Phosphate removal by alginate beads without cells (blank beads) approximated the values that were obtained by Zamani et al. (2012) in similar alginate control treatments (25 %). The phosphate removal in blank beads treatment is presumably due to the continual precipitation of phosphate, as reported in other studies (Fierro et al. 2008; Aguilar-May and Sánchez-Saavedra 2009; Zamani et al. 2012). Phosphates have affinity for calcium ion; thus, phosphates sequester calcium ions from the alginate matrix and precipitate as calcium phosphate (de-Bashan and Bashan 2004b). This finding is attributed primarily to elevated pH values, approximately 8 or higher (Fierro et al. 2008), which is consistent with the values that we recorded. Azospirillum brasilense is unable to remove nutrients from wastewater (de-Bashan et al. 2004a; Moreno-Garrido 2008); thus, the phosphate removal in A. brasilense cell treatment also is presumably due to the continual precipitation by the alkaline values of the medium used.

pH of the medium

Several studies have reported that pH between 6 and 8 stimulates efficient nutrient removal (Mallick and Rai 1993). However, each species has specific requirements with regard to pH. Cyanobacteria require alkaline pH values for better growth and, thus, greater metabolic activity, increasing nutrient removal (Fogg et al. 1973). The rise in pH is due primarily mainly to photosynthesis and nitrate consumption (Fogg and Thake 1987; Verduin 1964) and is consistent with the findings of other studies on immobilization with S. elongatus (Aguilar-May and Sánchez-Saavedra 2009; Castro-Ceseña and Sánchez-Saavedra 2015).

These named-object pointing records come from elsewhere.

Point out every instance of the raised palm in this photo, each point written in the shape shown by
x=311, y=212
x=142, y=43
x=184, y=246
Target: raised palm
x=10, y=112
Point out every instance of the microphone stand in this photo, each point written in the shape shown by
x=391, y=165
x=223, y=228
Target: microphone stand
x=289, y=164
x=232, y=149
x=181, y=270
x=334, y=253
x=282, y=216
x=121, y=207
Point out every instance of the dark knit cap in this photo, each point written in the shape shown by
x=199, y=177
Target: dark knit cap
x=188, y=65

In conclusion, phosphate removal was greater with free S. elongatus cells and overlapped with the values that were obtained in the treatments with co-immobilized cells. Our novel data demonstrated that the artificial association between S. elongatus and A. brasilense in alginate beads increases cyanobacterial growth and phosphorus removal compared with immobilized cyanobacteria cells alone.